2014 Judge Survey Score (1-10):  7.3    Ranking (out of 63): 49thJustice John McGrath

Postion & Titles: QC,      Formerly Solicitor General
Judge of: Supreme Court, since 2005  Court of Appeal from
2000-2005
Specializations and Professional Interests:  Justice McGrath is a keen accumulator of gossip, probably as a result of his political roles.
Professional Comments: John McGrath J appointed himself to the Court of Appeal bench from his political appointment of NZ Solicitor General, with the quiet approval the Attorney General at the time.

McGrath J is smart, legally skilled and conservative on law and order issues.  Justice McGrath has no reluctance to choose ‘order’ over ‘law’ where he sees a conflict between the two.  He has more troublingly shown a willingness to contravene law to maintain order and protect fellow judges who commit offences (specifics below).  Politically manipulative and stauch protector of the status quo.

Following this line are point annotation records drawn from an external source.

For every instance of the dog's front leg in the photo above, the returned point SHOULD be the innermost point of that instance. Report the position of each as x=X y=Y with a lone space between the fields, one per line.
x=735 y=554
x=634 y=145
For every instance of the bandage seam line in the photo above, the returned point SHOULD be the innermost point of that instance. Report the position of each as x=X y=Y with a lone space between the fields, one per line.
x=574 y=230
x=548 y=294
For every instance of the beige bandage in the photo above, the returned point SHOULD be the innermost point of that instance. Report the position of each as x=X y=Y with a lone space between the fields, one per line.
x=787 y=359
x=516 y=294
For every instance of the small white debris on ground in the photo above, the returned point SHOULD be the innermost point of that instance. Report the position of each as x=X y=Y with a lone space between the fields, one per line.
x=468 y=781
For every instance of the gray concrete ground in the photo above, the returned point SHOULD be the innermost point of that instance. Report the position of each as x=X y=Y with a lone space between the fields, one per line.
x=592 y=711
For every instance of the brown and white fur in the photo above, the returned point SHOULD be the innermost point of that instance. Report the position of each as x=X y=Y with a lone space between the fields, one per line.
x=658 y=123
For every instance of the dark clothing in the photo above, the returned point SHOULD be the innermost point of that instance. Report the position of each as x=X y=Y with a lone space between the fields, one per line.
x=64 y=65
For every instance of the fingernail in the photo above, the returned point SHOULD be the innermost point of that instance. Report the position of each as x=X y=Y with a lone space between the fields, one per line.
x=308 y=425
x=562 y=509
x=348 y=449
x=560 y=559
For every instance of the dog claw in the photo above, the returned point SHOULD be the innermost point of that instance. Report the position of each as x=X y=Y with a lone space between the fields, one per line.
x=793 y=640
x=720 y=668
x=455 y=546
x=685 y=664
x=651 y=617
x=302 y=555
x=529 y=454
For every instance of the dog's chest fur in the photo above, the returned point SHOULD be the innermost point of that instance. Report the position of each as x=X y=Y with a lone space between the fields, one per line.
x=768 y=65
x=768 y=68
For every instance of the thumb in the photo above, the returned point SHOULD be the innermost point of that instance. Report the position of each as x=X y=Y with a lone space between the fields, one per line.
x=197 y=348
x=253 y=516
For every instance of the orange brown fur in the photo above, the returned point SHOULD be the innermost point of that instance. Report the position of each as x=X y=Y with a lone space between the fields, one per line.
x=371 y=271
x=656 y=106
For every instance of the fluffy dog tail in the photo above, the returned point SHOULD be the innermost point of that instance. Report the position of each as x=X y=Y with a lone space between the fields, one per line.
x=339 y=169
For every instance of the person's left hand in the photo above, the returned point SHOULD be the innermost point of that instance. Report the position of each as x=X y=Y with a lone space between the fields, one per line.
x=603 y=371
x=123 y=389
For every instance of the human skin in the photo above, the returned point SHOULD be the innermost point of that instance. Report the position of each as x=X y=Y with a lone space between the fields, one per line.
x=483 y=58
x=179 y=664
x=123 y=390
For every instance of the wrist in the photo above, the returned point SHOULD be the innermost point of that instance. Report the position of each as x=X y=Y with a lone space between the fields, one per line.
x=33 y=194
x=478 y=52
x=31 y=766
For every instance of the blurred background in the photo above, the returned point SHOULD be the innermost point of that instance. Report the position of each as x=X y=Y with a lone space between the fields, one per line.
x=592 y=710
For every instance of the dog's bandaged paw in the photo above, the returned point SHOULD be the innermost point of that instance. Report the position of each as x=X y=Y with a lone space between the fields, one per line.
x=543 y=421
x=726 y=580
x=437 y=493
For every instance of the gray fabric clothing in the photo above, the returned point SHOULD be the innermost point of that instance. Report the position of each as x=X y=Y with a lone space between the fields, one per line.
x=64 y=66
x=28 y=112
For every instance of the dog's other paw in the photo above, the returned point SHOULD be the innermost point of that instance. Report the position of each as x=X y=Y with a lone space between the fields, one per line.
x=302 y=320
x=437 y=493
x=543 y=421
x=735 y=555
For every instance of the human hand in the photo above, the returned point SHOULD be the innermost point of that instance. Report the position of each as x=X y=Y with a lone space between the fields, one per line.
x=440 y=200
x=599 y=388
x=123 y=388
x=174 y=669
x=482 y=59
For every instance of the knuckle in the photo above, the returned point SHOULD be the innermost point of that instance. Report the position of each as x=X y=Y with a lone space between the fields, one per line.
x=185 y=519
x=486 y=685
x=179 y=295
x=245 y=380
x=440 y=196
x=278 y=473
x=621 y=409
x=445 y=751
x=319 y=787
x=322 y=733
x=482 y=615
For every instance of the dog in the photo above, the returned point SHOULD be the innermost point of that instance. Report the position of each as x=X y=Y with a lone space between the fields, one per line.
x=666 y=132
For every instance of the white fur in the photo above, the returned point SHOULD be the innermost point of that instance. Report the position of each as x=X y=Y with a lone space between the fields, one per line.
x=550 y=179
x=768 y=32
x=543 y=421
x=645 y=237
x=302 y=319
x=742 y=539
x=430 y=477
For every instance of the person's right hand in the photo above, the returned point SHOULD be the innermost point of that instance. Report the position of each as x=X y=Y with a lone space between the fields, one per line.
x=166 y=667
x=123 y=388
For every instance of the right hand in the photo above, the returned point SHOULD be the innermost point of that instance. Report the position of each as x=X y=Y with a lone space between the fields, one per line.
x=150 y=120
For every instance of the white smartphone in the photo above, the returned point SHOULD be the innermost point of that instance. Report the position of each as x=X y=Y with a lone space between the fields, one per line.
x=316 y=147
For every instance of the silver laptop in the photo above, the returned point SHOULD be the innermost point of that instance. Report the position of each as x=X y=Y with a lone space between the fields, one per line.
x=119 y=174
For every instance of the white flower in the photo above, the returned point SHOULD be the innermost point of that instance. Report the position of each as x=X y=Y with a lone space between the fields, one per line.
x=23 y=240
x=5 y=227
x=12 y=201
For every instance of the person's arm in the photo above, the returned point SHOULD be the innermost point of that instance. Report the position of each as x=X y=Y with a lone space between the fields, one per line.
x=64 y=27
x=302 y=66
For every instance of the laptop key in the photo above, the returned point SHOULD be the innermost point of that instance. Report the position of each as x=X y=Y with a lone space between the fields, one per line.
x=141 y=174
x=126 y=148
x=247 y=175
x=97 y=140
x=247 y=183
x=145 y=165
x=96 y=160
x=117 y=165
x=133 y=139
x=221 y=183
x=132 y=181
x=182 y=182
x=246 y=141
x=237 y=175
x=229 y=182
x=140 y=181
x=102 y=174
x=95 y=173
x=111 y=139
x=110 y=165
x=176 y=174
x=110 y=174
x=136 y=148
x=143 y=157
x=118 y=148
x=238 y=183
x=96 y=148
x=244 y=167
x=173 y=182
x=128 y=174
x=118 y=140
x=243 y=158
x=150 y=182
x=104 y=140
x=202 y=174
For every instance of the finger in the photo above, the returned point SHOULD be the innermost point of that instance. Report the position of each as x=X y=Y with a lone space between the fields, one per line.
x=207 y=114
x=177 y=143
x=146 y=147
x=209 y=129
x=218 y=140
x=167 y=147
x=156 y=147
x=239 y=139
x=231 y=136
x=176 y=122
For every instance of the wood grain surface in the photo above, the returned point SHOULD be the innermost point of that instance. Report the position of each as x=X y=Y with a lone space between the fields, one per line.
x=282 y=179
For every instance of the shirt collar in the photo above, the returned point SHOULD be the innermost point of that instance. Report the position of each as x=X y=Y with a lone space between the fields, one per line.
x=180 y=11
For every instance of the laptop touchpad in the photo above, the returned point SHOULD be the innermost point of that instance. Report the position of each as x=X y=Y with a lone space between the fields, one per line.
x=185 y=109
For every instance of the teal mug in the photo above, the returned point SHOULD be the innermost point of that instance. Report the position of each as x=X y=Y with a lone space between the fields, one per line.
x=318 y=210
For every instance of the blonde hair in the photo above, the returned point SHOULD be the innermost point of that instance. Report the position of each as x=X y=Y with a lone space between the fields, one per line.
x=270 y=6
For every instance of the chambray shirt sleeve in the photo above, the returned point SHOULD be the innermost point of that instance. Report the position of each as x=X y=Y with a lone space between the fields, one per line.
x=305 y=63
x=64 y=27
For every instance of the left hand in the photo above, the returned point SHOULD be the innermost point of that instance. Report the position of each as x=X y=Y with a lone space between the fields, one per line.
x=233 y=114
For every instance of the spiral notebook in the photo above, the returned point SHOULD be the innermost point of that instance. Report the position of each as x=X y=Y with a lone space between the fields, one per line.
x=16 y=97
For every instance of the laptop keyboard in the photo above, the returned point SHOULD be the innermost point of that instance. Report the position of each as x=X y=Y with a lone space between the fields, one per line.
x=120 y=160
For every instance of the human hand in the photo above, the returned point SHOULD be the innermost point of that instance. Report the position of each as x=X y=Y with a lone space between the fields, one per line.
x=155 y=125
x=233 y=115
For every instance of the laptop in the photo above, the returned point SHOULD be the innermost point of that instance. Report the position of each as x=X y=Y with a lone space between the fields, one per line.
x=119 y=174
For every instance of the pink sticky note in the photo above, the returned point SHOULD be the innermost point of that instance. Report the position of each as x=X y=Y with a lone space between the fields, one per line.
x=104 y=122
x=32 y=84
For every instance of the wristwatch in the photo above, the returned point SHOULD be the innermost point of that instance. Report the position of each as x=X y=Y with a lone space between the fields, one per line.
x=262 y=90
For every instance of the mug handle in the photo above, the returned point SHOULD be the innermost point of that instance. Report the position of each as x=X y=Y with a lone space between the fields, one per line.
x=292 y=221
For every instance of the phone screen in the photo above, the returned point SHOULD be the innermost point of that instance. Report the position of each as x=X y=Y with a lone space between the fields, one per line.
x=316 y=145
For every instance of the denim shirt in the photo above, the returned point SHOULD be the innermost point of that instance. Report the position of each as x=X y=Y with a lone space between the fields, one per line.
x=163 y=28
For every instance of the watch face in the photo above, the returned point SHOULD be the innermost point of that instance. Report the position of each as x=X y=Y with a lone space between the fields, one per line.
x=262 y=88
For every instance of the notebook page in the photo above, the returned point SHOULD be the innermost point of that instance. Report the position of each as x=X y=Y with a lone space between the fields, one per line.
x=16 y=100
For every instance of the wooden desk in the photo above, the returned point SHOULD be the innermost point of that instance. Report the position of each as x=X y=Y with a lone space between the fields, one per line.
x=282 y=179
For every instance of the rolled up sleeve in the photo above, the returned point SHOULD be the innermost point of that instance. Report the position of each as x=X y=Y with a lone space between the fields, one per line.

As a Jurist, McGrath J has not shown much regard for individual rights or transparency in litigation.  McGrath J considers rights must often take a back seat in a civil and orderly society, and has consistently demonstrated this in his rulings.  In specific cases:
In Brooker v Police [2007] NZSC 30, McGrath J dissented from the majority to opine his view that Mr Brooker’s conviction for disorderly conduct should be upheld as a result of Mr Brooker’s quiet and peaceful protest against a Gore Police Constable on a residential street.
In SC26/2007 [2007] NZSC 53, McGrath joined with Tipping J to rule it was legally acceptable to send a man to prison on hearsay evidence, and the presiding judge to prevent cross-examination of the hearsay witness, so long as the prosecution for imprisonment originated as an interlocutory application or a civil action.   The same day Mc Grath and Tipping’s ruling was made public, Potter J of the Auckland High Court relied upon this Supreme Court ruling to sentence Auckland man Vince Siemer to prison for six weeks.  Within a year, the current Solicitor General initiated several actions against various parties – including the ill-fated Tuhoe Terrorist debacle – by relying in part on this Supreme Court precedent.
In SC 62/2008 [2008] NZSC 98, Justices McGrath, Tipping and Blanchard ruled that Rule 12 of the High Court Amendment Rules 2004 – which abolished the long-standing requirement that parties to litigation provide identification of their discovery documents – was not a risk to justice or a matter of public or general importance.  Their ruling sanctioned the practice of list affidavits having no more than a list of numbers, effectively legalising discovery evasion in civil cases.
In SC 38/2009 [2009] NZSC 58, JusticeMcGrath joined Tipping and Blanchard again to deny trial by jury to an accused facing 7 years on a fraud charge.  The Justices rejected the statutory guarantees to jury under both the Bill of Rights Act 1990 and Crimes Act 1961 by asserting their right to discretion in contravening statute under s 361D of the Crimes Act, as well as a diversion by stating “the proposed grounds of appeal are quite hopeless. First of all, it is an impossible argument that a fair trial requires a trial by jury.”   Counsel did not rely on this subjective argument but raised it merely in the context of why trial by jury had such historical significance.
The accused was subsequently found guilty by District Court Judge Epati and sentenced to 5 years. The ruling was overturned on appeal, with Judge Epati taking an indefinite leave of absence under a cloud of corruption and suspicion. Another judge-alone trial is set for late 2011.
In SC120/2009Attorney General v Chapman [2011] NZSC 110, Justice McGrath joined with Young and Gault JJ in the majority judgment which ruled the New Zealand Bill of Rights Act 1990 and International Conventions are not enforceable, and no similar statutory remedies are lawful, against acts done by judicial officers. Elias CJ and Anderson J dissented.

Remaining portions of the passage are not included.